Assign class to a sample in Python-CodePudding

I need to create a function that will compare a sample from a list (unknown_dataset) to two other datasets (red_dataset and blue_dataset) to find the shortest distance on then classify the sample. So far I have fucntions to calculate distance

#function to calculate all distances
def calculate_distance(p1, p2):
    d = 0 
    for i in range(len(p1)): 
        d  = (p2[i] - p1[i]) * (p2[i] - p1[i])  
    d = d**0.5 
    return d

and function to find the shortest distance

#function to find the shortest distance
def calculate_shortest_distance(sample, data_list):
    min_dist = []
    for list_sample in data_list:
        dist = calculate_distance(sample, list_sample)
        min_dist.append(dist)
    return min(min_dist)

Now I need to use it to class the sample.
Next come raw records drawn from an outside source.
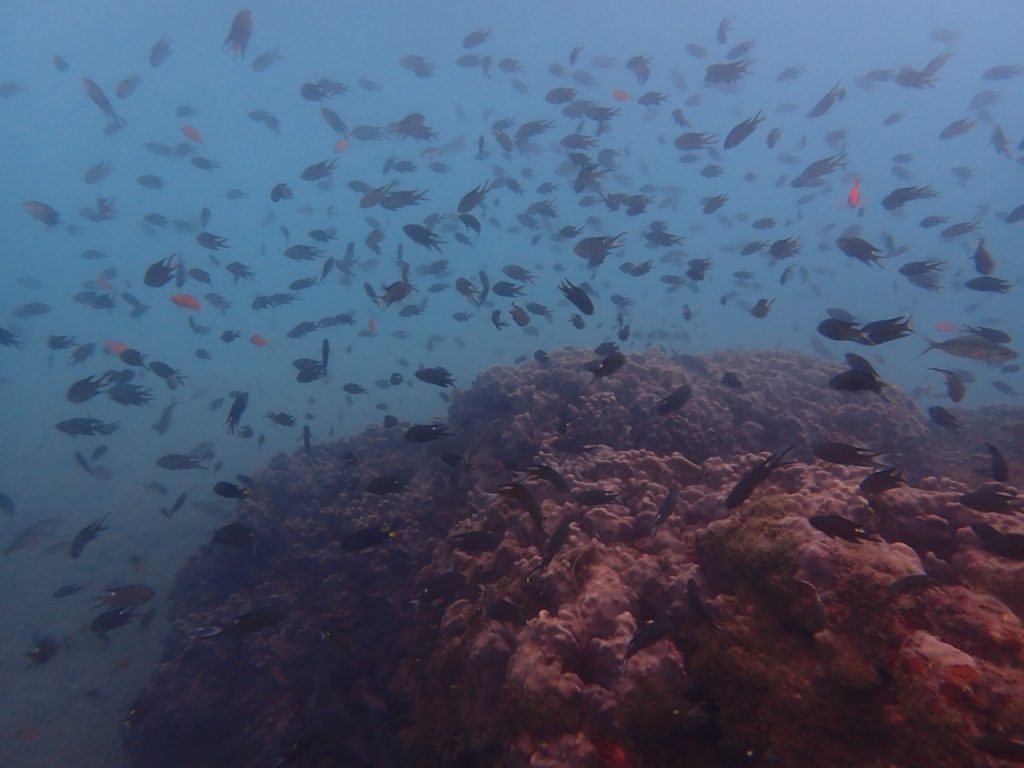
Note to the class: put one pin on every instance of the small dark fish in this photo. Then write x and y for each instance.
(882, 480)
(578, 296)
(1000, 470)
(841, 453)
(856, 381)
(836, 526)
(180, 461)
(607, 366)
(754, 477)
(111, 620)
(664, 511)
(427, 432)
(86, 535)
(990, 498)
(230, 491)
(437, 376)
(238, 409)
(552, 475)
(45, 649)
(911, 583)
(646, 636)
(361, 539)
(554, 546)
(517, 492)
(675, 400)
(247, 624)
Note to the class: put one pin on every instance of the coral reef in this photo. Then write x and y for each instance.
(616, 613)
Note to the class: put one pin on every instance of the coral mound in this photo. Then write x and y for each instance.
(615, 613)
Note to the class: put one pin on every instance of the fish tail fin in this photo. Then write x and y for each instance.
(931, 344)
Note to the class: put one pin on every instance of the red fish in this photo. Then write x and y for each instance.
(185, 301)
(853, 199)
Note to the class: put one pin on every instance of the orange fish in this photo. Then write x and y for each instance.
(185, 301)
(853, 199)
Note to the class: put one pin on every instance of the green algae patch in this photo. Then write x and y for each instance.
(754, 552)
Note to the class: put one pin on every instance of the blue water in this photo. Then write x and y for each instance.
(51, 133)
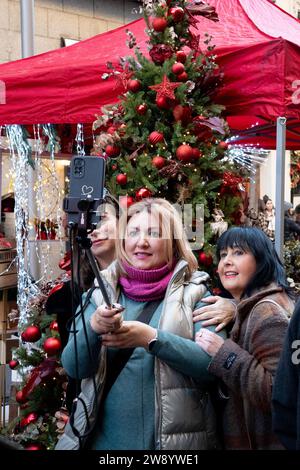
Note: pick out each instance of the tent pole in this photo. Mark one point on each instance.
(279, 198)
(27, 27)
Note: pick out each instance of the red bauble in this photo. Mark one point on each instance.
(13, 363)
(159, 162)
(178, 68)
(52, 346)
(197, 153)
(126, 201)
(141, 109)
(181, 56)
(121, 179)
(205, 259)
(134, 85)
(182, 113)
(31, 418)
(155, 137)
(163, 102)
(177, 13)
(20, 397)
(54, 326)
(223, 145)
(182, 77)
(159, 24)
(184, 153)
(31, 334)
(112, 150)
(142, 194)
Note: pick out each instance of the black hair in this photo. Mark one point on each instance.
(269, 268)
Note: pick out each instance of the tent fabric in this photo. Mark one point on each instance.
(257, 46)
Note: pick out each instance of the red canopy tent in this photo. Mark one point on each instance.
(258, 47)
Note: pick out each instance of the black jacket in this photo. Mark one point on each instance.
(286, 390)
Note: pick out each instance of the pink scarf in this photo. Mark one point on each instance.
(143, 285)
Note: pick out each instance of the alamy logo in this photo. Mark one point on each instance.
(2, 92)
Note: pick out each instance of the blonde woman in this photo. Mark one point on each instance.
(158, 398)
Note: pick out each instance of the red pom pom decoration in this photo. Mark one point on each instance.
(134, 85)
(126, 201)
(155, 137)
(112, 150)
(178, 68)
(52, 346)
(121, 179)
(159, 162)
(142, 194)
(31, 334)
(184, 153)
(205, 259)
(181, 56)
(13, 364)
(159, 24)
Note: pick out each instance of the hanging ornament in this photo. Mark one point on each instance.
(13, 364)
(162, 102)
(155, 137)
(181, 56)
(177, 14)
(159, 162)
(184, 153)
(159, 24)
(205, 259)
(21, 397)
(31, 334)
(126, 201)
(112, 150)
(52, 346)
(178, 68)
(121, 179)
(134, 85)
(31, 418)
(165, 88)
(142, 194)
(54, 326)
(141, 109)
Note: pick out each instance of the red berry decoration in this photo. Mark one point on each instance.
(13, 363)
(52, 346)
(54, 326)
(126, 201)
(205, 259)
(155, 137)
(31, 418)
(163, 102)
(121, 179)
(20, 397)
(134, 85)
(184, 153)
(31, 334)
(181, 56)
(112, 150)
(159, 24)
(159, 162)
(142, 194)
(182, 77)
(141, 109)
(177, 13)
(178, 68)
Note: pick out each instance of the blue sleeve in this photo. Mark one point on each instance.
(185, 355)
(87, 362)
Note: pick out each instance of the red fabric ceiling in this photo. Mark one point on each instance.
(258, 46)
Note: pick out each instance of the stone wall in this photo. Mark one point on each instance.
(56, 19)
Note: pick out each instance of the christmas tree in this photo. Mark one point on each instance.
(166, 137)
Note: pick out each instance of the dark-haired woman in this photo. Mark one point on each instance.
(251, 272)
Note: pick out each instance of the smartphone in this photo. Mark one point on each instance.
(87, 176)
My output needs to be [(0.67, 0.95, blue), (xxx, yyy, color),...] I am completely unable find a solution how to add color to the list. My code so far:

def calculate_membership(unknown_dataset, red_dataset, blue_dataset):
    membership = unknown_dataset.copy()
    for sample in unknown_dataset:
        red_min = calculate_shortest_distance(sample, red_dataset)
        blue_min = calculate_shortest_distance(sample, blue_dataset)
        if red_min > blue_min:
            membership.append("blue")
        else:
            membership.append("red")
    return membership

Thank you for all your help.

EDIT: I need to write algorithm for the below: • Read 3 files for red, green, and unknown data sets • For each unknown sample in the unknown data set Calculate distances from the unknown sample to all red data samples Find min_1 (minimum distance of the above distances to red samples) Calculate distances from the unknown sample to all blue data samples Find min_2 (minimum distance of the above distances to blue samples) Compare min_1 and min_2 and assign class label to the unknown sample • Output all unknown samples and their class label to screen • Output all unknown samples and their class label to file

I am stuck on the "Compare min_1 and min_2 and assign class label to the unknown sample" step.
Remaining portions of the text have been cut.